Brasil Atinge Pico Histórico em Contribuições para a Previdência Social, Indicando Fortalecimento do Mercado Formal
O Brasil registrou um marco significativo no mercado de trabalho. No trimestre encerrado em fevereiro, o país alcançou a impressionante marca de 66,8% da população ocupada contribuindo para algum regime previdenciário. Isso representa um total de 68,196 milhões de trabalhadores sob a proteção da Previdência Social, o maior percentual desde o início da série histórica da Pesquisa Nacional por Amostra de Domicílios (Pnad) Contínua, em 2012.
Esses números, divulgados pelo Instituto Brasileiro de Geografia e Estatística (IBGE), evidenciam uma tendência positiva na adesão aos sistemas de proteção social. Ao contribuir, os trabalhadores garantem direitos essenciais como aposentadoria, auxílio por incapacidade e pensão por morte, pilares fundamentais para a segurança financeira ao longo da vida.
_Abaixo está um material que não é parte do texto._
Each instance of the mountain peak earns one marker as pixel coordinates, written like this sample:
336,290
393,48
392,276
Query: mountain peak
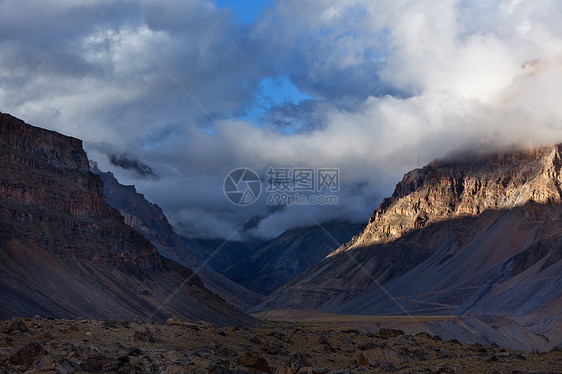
465,185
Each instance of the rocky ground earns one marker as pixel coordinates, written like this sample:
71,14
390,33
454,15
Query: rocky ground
73,346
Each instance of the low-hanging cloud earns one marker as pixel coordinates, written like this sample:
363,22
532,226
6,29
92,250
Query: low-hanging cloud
390,85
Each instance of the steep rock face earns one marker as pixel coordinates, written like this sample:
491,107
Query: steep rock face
66,253
464,187
479,236
279,260
149,220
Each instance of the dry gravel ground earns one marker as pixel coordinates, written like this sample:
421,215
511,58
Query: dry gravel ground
43,345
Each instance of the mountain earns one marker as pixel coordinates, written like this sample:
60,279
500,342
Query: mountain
64,252
279,260
149,220
472,235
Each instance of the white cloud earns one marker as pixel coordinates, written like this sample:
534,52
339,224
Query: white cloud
394,85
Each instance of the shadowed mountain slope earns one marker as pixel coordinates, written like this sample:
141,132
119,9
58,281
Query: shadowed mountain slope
64,252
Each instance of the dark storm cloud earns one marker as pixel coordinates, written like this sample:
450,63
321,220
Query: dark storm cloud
140,168
391,85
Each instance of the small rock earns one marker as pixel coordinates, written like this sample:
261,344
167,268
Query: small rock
219,367
446,368
15,324
364,345
378,356
174,321
94,363
255,361
294,364
271,347
145,335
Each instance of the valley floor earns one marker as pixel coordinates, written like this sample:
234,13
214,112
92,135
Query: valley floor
70,346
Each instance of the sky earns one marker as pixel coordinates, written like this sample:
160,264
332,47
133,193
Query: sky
171,96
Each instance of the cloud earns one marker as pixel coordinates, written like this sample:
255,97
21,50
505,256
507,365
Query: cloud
374,88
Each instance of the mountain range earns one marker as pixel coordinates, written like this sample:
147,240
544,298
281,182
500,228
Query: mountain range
471,235
66,253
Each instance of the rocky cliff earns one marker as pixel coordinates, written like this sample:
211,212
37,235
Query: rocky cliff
149,220
279,260
479,234
464,186
64,252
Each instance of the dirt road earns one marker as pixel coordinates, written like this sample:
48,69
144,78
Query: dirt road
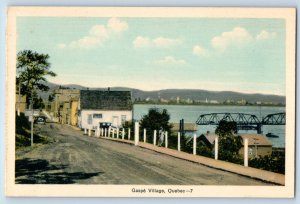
75,158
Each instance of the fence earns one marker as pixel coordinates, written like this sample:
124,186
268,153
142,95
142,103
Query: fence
163,138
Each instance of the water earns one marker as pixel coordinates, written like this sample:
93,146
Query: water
191,113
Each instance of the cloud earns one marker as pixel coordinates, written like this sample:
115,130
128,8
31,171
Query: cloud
117,25
140,42
165,42
159,42
238,37
61,45
170,60
200,51
97,35
265,35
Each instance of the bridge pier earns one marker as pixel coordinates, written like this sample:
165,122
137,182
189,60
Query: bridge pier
259,130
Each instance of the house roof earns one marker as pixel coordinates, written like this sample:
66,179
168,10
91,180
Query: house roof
105,100
256,139
253,139
190,127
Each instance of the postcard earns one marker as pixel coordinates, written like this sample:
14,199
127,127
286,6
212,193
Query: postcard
150,102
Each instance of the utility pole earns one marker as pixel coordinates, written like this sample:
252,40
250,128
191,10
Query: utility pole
19,97
31,106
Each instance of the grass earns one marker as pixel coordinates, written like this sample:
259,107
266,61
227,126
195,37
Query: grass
23,135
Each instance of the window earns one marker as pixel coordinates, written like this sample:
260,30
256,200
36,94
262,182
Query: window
123,119
90,119
97,115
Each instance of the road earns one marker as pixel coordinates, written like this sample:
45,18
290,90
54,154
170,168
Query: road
75,158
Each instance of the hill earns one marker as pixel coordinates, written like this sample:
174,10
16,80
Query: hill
182,94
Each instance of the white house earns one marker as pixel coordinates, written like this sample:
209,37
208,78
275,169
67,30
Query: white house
104,106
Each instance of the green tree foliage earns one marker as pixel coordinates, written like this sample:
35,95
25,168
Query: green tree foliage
32,69
274,162
155,120
229,142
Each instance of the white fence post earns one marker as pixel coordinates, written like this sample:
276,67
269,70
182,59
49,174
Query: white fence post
195,145
123,134
166,140
216,148
154,138
246,152
136,133
178,142
113,133
145,135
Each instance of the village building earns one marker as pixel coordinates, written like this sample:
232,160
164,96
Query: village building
258,145
96,106
63,105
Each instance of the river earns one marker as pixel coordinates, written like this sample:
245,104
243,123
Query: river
190,114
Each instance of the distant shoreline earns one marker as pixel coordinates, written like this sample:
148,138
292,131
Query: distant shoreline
210,104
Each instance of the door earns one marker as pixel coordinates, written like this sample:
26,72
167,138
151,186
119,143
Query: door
115,121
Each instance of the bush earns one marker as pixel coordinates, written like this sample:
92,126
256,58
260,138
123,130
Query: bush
155,120
275,162
229,144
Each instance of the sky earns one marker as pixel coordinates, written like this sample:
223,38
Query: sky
243,55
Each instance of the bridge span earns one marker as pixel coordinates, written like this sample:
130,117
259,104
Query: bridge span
244,121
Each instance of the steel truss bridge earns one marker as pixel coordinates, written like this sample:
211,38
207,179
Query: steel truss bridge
244,121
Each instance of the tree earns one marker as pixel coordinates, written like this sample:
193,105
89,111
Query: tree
32,70
229,142
155,120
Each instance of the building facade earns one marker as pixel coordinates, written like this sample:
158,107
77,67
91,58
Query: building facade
96,106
Apesar de o número absoluto de contribuintes ter sido ligeiramente maior no final de 2025 (68,496 milhões), o percentual recorde de 66,8% no trimestre encerrado em fevereiro é um indicador crucial do aumento da cobertura previdenciária em relação à força de trabalho total. Conforme informação divulgada pelo IBGE, esses dados foram coletados com pessoas a partir de 14 anos de idade.
O Papel Crucial do Emprego Formal no Recorde da Previdência
Um dos fatores determinantes para esse recorde é o fortalecimento do mercado de trabalho formal. O número de contribuintes (68,196 milhões) superou o total de trabalhadores considerados formais (63,8 milhões). O IBGE explica que mesmo trabalhadores informais autônomos, sem CNPJ, podem ser contados como contribuintes individuais do INSS.
O economista Rodolpho Tobler, do Instituto Brasileiro de Economia (Ibre) da FGV, atribui esse crescimento à maior geração de empregos formais. “A gente tem cada vez mais pessoas trabalhando, especialmente no emprego formal. Com o emprego formal sendo mais forte, tendo uma recuperação mais intensa que os empregos informais, isso faz com que a contribuição da previdência suba também”, explicou.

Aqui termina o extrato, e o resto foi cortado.